Perhaps these problems are similar to equalization problems, which are easy to solve and therefore more likely to be rebuilt. Effect of problem size. refers to the observation that latency increases with problem size.).
General Discussion
According to Siegler, at this point the child is able to reverse the order of the strategies and uses a combination between the shortcut sum and the min strategies. Resnick (1977) suggests this possibility. (Unfortunately, their methodology precluded the possibility of solving the problem.) The data collected for this thesis suggest that both of these positions may be correct. The child does not need to count out the part of the total represented by the first addition (step 3), but rather can start at the number indicated by the first addition (x) and count with the rest of the total that is indicated by the second addition (Step 4).
Reversing the order of the additions before applying the count-to-cardinal principle will certainly reduce the processing when performing the shortcut sum strategy. Siegler suggests that the shortcut sum strategy serves as a transition strategy instead of the count-from-first strategy.
REPRISE
Given that the evidence supports the idea of structural constraints, it seems likely that these structural constraints dictate the sequence of strategic discoveries. He further argues that backup strategies are discovered in a sequence that corresponds to increasing information processing demands and decreasing completion times. Perhaps the reason the debate between the two traditions continues is that both views are partially correct.

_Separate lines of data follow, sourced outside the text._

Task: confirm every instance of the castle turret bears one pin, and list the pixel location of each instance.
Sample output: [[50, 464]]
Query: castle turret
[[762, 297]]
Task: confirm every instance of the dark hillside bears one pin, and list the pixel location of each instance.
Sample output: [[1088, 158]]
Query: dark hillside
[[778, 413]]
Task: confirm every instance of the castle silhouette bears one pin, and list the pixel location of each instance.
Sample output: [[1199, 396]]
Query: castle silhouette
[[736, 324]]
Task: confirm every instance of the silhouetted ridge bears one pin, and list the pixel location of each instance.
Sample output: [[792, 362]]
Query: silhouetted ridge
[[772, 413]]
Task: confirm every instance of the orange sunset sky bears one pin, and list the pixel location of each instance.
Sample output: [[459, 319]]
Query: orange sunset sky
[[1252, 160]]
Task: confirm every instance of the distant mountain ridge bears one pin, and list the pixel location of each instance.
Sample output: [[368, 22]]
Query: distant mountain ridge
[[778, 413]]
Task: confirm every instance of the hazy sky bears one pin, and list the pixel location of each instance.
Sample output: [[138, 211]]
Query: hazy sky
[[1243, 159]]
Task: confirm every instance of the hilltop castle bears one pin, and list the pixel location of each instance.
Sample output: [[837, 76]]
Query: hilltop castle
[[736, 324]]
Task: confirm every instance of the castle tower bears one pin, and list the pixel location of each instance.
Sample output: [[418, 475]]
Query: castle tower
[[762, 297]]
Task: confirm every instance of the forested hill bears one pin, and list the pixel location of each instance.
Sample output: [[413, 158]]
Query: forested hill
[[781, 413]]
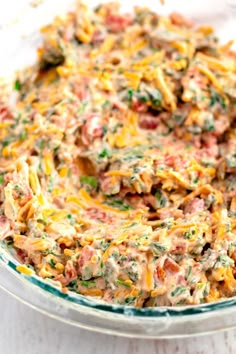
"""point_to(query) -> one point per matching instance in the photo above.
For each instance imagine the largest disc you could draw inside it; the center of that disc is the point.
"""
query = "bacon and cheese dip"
(118, 161)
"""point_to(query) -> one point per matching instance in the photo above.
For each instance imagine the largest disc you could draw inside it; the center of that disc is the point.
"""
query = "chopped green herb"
(104, 153)
(88, 283)
(118, 204)
(1, 178)
(178, 291)
(52, 263)
(17, 85)
(122, 283)
(161, 199)
(90, 180)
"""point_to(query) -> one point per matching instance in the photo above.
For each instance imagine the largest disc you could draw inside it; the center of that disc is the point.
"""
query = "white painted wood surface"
(24, 331)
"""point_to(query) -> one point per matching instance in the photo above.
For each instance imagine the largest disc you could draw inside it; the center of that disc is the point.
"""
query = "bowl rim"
(47, 286)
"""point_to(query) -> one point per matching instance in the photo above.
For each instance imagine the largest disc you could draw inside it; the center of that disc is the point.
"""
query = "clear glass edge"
(80, 311)
(9, 262)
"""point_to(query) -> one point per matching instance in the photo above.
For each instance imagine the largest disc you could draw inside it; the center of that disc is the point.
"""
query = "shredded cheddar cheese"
(118, 163)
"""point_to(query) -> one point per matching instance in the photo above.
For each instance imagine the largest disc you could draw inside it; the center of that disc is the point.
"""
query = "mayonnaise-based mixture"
(118, 161)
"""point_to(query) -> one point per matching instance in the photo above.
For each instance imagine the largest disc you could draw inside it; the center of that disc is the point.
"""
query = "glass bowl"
(21, 30)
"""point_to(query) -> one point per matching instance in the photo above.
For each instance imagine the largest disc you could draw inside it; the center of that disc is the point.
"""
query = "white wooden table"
(24, 331)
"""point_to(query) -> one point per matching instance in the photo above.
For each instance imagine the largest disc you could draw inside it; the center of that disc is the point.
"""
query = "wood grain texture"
(24, 331)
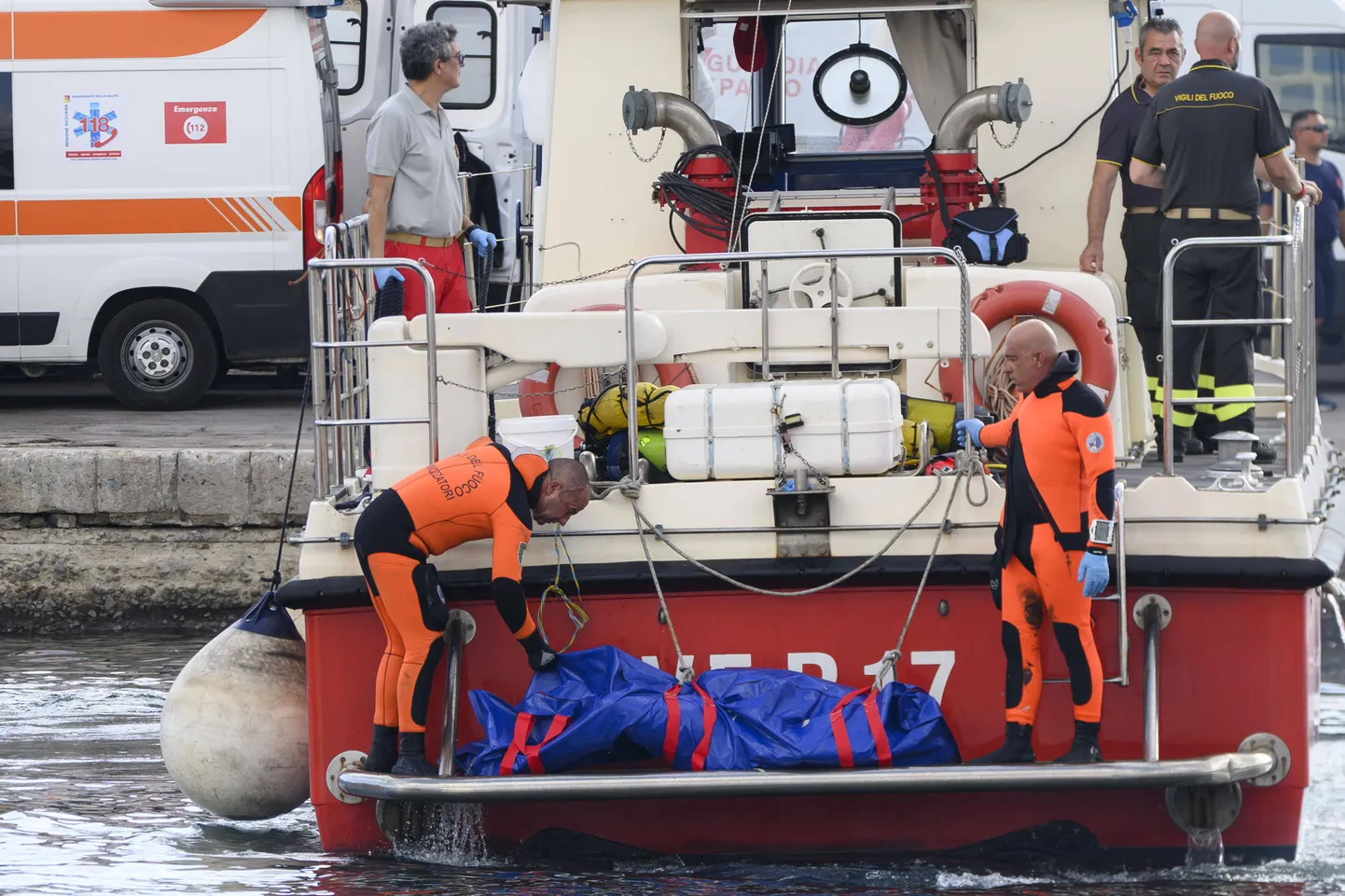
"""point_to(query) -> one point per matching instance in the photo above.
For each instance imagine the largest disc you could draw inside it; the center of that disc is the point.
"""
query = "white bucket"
(549, 437)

It is possible that the variability emphasized by Siegler occurs around an orderly underlying structural progression compatible with neo-Piagetian theories. Finally, if we accept that children's conceptual levels determine the strategies they discover, then the extent of the strategy arsenal reflects the depth of their number concept.
Thelanguage ojmathematics: Making the invisible visible.New York: W.H. The Math Genius: Why Everyone Has It, But Most People Don't Use It. Preschool origins of international differences in mathematical competence: The role of number naming systems.